If you have a new kitten and you are lucky enough to have a kitten class available in your area, enroll your kitten immediately. Classes are usually open to kittens from 7 to 14 weeks of age. Kitten classes allow kittens to play together and to be exposed to people of different ages and genders. With positive reinforcement, this exposure helps the kitten to better adapt to all possible changes that may occur in the family and home environment, setting the stage for a lifetime without fear of noises, people, places and experiences. Participating kittens may gain confidence as they travel regularly in the car, play with other kittens and toys and benefit from collecting information and observational learning even if he or she chooses not to interact.

Kitten classes should focus on desensitizing kittens to common handling procedures they will experience both at home and at the vet clinic. They may teach some foundational behaviors, such as walking on a harness and leash, or acclimating the kitten to a carrier and car rides.
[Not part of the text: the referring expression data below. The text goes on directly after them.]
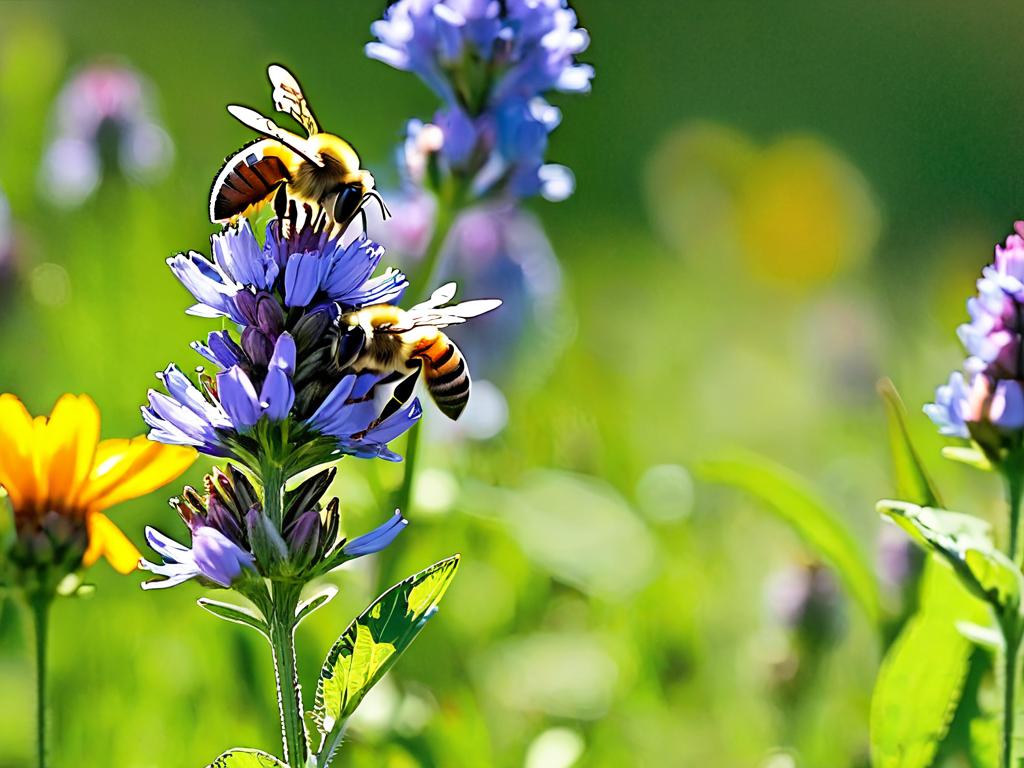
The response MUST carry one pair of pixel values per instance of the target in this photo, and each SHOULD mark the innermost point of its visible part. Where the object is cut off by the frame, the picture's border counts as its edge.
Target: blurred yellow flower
(58, 466)
(805, 213)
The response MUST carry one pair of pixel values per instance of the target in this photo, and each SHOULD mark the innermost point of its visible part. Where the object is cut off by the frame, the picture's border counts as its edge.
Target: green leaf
(912, 480)
(788, 496)
(965, 542)
(318, 600)
(986, 740)
(373, 643)
(922, 677)
(247, 759)
(236, 613)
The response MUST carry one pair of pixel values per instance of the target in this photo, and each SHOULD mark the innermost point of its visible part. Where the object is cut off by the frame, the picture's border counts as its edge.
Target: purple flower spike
(278, 394)
(213, 557)
(492, 64)
(988, 407)
(238, 396)
(947, 411)
(377, 539)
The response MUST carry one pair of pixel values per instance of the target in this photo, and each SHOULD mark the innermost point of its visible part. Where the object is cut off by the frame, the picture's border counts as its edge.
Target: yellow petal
(107, 539)
(70, 442)
(127, 469)
(16, 443)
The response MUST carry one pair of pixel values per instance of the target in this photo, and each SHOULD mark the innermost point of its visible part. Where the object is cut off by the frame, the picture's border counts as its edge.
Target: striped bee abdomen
(249, 177)
(445, 373)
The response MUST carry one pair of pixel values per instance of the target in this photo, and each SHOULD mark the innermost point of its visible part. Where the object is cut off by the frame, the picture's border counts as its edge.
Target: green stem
(449, 205)
(404, 495)
(39, 606)
(331, 744)
(1009, 698)
(282, 625)
(1015, 487)
(1013, 472)
(273, 492)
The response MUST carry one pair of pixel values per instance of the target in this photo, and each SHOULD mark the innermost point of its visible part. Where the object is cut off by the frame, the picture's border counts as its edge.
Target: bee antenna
(385, 211)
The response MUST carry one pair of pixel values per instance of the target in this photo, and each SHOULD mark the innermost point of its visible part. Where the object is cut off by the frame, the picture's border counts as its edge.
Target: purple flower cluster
(491, 61)
(985, 401)
(232, 538)
(286, 297)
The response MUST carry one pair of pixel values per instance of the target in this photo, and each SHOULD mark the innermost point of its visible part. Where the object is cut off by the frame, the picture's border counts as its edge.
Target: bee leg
(281, 203)
(401, 393)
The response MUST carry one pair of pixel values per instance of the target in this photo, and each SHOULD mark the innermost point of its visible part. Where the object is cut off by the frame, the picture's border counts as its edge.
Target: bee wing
(451, 315)
(288, 97)
(267, 127)
(442, 295)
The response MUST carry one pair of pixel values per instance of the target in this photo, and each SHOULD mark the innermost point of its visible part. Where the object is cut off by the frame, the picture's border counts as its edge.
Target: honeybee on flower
(322, 169)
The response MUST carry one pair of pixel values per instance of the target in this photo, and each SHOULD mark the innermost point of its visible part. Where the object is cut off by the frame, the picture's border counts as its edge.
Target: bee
(323, 169)
(401, 343)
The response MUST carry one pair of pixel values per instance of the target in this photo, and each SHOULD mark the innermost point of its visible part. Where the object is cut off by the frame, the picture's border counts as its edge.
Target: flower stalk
(282, 636)
(39, 608)
(1011, 626)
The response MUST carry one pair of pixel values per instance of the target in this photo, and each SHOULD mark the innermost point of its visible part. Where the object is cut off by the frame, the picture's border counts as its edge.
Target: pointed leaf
(236, 613)
(322, 598)
(965, 542)
(794, 503)
(912, 480)
(929, 658)
(373, 643)
(247, 759)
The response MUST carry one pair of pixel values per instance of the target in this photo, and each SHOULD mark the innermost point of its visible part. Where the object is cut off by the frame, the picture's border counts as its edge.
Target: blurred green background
(774, 208)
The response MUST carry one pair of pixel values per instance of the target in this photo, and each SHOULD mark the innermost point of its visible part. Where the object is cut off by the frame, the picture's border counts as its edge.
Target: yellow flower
(59, 465)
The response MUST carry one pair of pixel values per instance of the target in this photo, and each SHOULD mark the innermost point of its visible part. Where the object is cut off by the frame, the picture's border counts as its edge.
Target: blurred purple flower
(899, 559)
(806, 599)
(503, 251)
(103, 121)
(491, 62)
(987, 403)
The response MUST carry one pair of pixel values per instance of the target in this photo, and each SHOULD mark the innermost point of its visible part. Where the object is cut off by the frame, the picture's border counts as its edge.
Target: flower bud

And as important, they should educate you about basic cat care, behavior, communication and environmental enrichment needs.

If you don’t have a kitten garten class in your neighborhood, don’t despair. When you bring your kitten home, keep in mind the types of situations your cat will likely be exposed to during his life, and present those situations to him as a kitten. It is essential that these experiences are positive and the kitten does not experience fear in any of the situations presented. Each of these exposures should be presented carefully and with positive reinforcement, by pairing the socialization experience with positive rewards. Should the kitten display signs of fear, make the experience less intense. Present new things in such a way that he can approach a stimulus on his own terms and at his own pace.

You can also create a socialization schedule for your new kitten. For example, get him used to guests in the home so he does not spend the rest of his life hiding when people visit. You can easily do this by inviting friends over for coffee or dinner and finding ways to make the experience rewarding for the kitten. Encourage him to approach your guests and reward him with tasty treats when he does so. Ask your friends to help by playing with the kitten (with a familiar toy) and petting him if he is comfortable with it – accompanied by treats. You could even desensitize and countercondition the kitten to the sound of the doorbell and a knock on the door, as these are often a signal for a cat to run and hide. During this time, you can also introduce tooth brushing, pilling, giving liquid medications via syringe, gentle examination of ears, teeth, nails and grooming, training to a harness and leash for walks outside, car rides, nail clipping, bathing, etc.

It is unfortunate that many cats are not taken to their vet for regular appointments because it is so stressful on the both the cat and the pet parent to transport the cat to and from the hospital. This is why making the cat carrier a safe haven is critical for the rest of your cat’s life.  You can do this by keeping the carrier out and accessible in the home to create and maintain a positive association with it by making it a comfortable resting, feeding or play location. You can also place familiar clothing from a favorite person in the carrier and apply Feliway spray (a calming synthetic feline pheromone) just prior to travel. It may also be a good idea to provide a cover or hiding option for your kitten in or over the carrier. Finally, by withholding food prior to travel you may prevent motion sickness and increase interest in treats at the clinic. You have options to help your kitten have a positive veterinary experience. When possible, look for a  Feline professional though the Pet Professional Guild, Fear Free Certified Professional, or find a Cat Friendly Practice┬«.